Diplomatic Bluebook 2014 Summary
Japan’s Foreign Policy that Takes a PanoramicPerspective of the World Map
Europe has considerable influence on international opinion, underpinned by such factors as language, cultural and artistic activities, and the powerful voice of major media, think tanks and other institutions. From an economic perspective, the European Union (EU) has a powerful presence as its GDP accounts for 23% of the world total. As members of key bodies within the international framework—including the United Nations Security Council and the Group of Eight (G8)—major European countries play an important role in the establishment of norms by the international community.
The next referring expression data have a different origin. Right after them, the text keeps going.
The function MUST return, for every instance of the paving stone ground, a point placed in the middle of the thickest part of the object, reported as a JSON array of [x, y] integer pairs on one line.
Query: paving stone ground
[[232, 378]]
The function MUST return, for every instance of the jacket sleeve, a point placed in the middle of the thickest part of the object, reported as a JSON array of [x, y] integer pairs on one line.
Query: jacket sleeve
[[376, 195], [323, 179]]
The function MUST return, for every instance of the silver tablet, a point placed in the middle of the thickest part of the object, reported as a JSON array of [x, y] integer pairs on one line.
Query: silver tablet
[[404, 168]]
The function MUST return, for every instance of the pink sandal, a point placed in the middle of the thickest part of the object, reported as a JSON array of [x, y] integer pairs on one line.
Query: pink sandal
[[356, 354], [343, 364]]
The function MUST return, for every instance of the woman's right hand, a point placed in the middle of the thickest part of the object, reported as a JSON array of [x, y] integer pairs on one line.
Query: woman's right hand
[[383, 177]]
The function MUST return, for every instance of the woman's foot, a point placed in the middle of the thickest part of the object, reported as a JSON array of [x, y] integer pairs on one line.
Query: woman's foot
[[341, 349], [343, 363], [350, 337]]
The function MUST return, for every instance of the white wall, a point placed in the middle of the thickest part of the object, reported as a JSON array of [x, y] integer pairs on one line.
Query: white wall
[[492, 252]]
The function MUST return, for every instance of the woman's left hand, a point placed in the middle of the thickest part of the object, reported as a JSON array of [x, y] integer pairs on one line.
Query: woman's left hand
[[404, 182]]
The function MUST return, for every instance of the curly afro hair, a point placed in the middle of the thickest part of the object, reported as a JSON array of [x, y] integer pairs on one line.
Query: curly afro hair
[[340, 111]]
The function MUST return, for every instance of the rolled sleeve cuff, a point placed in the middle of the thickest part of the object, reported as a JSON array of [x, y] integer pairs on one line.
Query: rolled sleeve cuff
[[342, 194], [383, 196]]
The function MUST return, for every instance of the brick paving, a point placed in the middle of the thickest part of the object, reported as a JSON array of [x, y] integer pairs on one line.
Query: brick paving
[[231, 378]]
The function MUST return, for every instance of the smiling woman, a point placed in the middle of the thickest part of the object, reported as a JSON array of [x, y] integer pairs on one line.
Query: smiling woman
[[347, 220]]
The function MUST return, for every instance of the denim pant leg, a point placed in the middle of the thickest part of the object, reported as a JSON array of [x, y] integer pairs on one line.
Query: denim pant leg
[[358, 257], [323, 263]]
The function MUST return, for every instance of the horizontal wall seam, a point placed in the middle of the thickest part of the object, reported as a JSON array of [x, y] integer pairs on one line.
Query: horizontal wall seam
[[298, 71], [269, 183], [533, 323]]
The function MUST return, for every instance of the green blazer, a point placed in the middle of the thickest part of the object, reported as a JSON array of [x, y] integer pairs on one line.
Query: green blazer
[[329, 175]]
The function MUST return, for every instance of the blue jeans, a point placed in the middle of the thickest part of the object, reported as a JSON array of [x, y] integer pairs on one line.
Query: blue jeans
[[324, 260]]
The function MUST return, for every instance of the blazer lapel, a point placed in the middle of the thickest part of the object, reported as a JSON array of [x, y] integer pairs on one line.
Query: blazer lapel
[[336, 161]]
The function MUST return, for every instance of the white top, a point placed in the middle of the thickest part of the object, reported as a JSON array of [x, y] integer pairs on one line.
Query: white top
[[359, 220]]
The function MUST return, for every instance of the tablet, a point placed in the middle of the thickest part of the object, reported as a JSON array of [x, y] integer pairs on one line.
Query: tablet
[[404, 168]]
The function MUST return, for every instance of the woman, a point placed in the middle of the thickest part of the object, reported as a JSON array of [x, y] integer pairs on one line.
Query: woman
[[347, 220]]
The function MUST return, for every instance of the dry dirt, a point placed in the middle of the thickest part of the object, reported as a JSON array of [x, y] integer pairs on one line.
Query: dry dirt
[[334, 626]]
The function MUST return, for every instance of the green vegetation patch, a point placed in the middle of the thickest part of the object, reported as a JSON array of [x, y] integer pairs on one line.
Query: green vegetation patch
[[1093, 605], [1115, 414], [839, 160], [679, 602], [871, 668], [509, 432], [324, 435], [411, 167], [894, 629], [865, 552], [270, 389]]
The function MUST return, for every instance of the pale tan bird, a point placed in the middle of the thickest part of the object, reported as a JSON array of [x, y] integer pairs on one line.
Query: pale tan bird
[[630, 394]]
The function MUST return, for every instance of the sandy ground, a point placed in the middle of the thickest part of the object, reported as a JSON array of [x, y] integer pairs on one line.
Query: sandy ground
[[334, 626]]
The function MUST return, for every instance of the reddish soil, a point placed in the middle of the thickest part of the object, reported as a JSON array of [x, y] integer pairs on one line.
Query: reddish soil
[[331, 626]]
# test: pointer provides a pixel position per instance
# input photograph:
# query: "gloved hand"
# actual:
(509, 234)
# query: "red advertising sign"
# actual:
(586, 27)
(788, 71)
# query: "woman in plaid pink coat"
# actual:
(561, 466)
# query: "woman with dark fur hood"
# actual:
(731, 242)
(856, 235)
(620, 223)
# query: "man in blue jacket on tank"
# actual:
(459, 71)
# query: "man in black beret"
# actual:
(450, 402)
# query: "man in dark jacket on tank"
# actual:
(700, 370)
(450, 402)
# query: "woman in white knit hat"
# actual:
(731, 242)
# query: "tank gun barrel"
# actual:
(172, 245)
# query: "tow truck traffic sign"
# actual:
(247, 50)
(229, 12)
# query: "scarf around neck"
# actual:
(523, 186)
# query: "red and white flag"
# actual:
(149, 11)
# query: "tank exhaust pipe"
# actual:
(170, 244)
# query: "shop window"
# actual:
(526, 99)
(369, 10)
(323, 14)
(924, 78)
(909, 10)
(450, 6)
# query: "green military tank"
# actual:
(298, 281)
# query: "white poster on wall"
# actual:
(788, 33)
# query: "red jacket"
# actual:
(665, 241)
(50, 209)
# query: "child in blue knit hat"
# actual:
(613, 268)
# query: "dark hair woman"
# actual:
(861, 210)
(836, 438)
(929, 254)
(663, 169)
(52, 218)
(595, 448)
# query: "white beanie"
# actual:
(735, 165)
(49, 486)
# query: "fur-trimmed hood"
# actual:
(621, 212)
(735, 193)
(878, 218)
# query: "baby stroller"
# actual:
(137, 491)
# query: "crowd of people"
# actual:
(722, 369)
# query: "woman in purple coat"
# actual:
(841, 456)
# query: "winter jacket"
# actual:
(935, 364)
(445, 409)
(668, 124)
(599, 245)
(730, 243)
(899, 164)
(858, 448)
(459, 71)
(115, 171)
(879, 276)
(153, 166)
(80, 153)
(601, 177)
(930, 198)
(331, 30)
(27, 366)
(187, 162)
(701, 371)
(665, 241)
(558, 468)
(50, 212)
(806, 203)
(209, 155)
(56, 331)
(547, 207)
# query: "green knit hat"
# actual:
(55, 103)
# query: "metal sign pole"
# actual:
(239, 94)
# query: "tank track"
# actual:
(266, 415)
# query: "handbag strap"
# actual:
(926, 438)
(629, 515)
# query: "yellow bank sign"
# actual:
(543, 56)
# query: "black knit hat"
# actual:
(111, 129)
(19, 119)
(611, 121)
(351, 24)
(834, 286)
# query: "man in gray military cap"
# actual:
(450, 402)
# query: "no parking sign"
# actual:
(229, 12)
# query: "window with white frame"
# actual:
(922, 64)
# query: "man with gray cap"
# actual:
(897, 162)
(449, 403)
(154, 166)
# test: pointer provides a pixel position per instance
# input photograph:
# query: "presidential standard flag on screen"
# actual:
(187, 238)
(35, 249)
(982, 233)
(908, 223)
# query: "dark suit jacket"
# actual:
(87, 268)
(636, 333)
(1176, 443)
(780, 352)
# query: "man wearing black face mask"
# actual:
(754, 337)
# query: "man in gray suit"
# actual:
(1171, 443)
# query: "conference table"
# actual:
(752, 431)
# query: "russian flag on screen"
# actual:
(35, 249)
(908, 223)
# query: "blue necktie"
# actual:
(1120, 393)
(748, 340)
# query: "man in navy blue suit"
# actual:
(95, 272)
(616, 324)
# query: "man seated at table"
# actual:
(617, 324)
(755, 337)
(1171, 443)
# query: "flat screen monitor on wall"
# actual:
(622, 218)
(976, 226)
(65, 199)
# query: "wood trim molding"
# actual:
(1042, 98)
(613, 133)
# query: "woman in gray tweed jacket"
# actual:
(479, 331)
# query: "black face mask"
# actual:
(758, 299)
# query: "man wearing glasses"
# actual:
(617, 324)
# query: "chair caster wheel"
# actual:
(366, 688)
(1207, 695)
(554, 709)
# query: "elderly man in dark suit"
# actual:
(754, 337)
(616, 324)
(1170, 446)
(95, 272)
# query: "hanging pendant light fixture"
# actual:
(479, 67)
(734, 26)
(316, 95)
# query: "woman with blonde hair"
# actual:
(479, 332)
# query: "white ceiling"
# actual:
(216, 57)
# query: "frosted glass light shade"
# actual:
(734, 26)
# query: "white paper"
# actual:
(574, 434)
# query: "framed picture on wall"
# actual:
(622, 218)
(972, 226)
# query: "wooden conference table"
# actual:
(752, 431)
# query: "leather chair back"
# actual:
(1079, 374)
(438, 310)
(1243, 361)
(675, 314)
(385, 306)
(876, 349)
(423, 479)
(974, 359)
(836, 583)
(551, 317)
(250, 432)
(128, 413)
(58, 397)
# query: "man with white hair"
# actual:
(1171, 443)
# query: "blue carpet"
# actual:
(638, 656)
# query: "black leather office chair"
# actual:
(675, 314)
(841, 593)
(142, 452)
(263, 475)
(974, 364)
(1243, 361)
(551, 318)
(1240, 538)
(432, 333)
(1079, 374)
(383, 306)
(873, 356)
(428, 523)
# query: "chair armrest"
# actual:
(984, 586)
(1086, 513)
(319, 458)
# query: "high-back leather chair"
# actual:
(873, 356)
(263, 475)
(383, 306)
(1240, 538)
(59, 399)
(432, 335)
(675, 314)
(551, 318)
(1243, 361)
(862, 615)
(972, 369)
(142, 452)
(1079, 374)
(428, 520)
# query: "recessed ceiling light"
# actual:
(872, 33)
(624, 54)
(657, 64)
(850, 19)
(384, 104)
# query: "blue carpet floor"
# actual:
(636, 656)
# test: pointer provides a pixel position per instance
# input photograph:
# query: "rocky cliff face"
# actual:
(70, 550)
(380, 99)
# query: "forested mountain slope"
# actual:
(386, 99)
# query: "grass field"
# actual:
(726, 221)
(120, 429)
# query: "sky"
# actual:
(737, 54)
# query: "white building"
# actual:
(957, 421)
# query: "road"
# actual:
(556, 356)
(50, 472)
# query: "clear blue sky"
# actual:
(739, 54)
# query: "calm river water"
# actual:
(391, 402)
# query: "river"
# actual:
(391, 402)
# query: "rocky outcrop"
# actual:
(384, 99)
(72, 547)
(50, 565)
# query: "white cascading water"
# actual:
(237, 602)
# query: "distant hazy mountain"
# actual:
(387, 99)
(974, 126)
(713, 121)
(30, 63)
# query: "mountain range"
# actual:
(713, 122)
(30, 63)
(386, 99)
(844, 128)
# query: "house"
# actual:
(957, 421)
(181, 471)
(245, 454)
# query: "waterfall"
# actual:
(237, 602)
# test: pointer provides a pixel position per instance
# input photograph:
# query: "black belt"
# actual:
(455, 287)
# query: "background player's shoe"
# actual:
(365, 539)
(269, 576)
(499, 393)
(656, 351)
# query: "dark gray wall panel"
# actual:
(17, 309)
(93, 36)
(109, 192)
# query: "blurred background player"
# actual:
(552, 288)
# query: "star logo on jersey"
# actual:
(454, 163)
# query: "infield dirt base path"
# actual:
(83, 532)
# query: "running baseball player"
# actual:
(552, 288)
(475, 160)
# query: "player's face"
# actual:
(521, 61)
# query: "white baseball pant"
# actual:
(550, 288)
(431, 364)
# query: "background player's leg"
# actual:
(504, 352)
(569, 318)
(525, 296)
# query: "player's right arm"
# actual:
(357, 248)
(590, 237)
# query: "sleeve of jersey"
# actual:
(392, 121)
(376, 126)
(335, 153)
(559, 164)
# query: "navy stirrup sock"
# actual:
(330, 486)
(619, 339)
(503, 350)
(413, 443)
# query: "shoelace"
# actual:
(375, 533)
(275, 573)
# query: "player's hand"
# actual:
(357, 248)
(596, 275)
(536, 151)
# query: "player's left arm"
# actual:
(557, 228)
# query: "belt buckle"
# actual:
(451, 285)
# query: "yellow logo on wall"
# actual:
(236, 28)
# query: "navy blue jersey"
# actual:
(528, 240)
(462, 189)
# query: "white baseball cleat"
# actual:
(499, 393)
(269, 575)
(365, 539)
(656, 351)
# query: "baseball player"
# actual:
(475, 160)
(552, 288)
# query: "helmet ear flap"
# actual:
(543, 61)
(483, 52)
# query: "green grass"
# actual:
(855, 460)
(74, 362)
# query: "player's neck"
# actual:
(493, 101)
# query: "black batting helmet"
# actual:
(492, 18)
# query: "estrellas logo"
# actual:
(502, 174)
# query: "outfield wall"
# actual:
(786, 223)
Furthermore, Japan and Europe, sharing fundamental values and principles such as freedom, democracy, human rights and the rule of law, are important vital partners playing a leading role in striving for peace and prosperity of the international community. Cooperation with Europe is extremely important for Japan to promote its security policy of “Proactive Contribution to Peace” in response to the shift in the global power balance, achieve economic growth, establish international norms and tackle global issues such as disarmament and non-proliferation and counter-terrorism. In particular, in addition to maintaining bilateral relations with each European country, Japan needs to further broaden Japan–Europe relations by strengthening cooperation with European-based institutions such as the EU, the North Atlantic Treaty Organization (NATO), and the Organization for Security and Co-operation in Europe (OSCE), and European regional frameworks such as the Visegrad Group plus Japan (V4+Japan) and the Nordic–Baltic Eight plus Japan (NB8+Japan). Based on this recognition, Japan was very active in conducting diplomatic meetings at the summit level and foreign minister’s level, including visits by Prime Minister Shinzo Abe to Poland, the United Kingdom and Ireland in June 2013, and a visit to Japan by French President François Hollande in the same month. Japan was also active in conducting summit meetings and foreign ministers’ meetings on the sidelines of international conferences, including the G8 Summit in June, the United Nations (UN) General Assembly in September and the 11th ASEM Foreign Ministers’ Meeting (ASEM FMM11) in November. Through such opportunities, Japan not only worked to strengthen diplomatic relations with Europe, but also build personal relationships of trust at the Summit and foreign minister’s level.
With regard to Japan’s relationship with Europe, negotiations on a Japan–EU Economic Partnership Agreement (EPA) and on a Strategic Partnership Agreement (SPA) were launched in April 2013. These negotiations have been producing fruitful discussions in a wide range of fields. In November 2013, the 21st Japan–EU Summit Meeting was held in Tokyo after a hiatus of about two-and-a-half years, and the leaders of Japan and the EU agreed to promote cooperation in the fields of economy, security and global interest. In particular, the industrial sectors in Japan and the EU have expressed high expectations regarding the Japan– EU EPA as an effort that will contribute to economic growth in both Japan and the EU. In addition, Japan pursued a broad array of exchanges with countries throughout Europe in such fields as education, culture, and science and technology. By advancing concrete cooperation with Europe, Japan is striving to maintain a multi-layered, close relationship including through promotion of mutual understanding.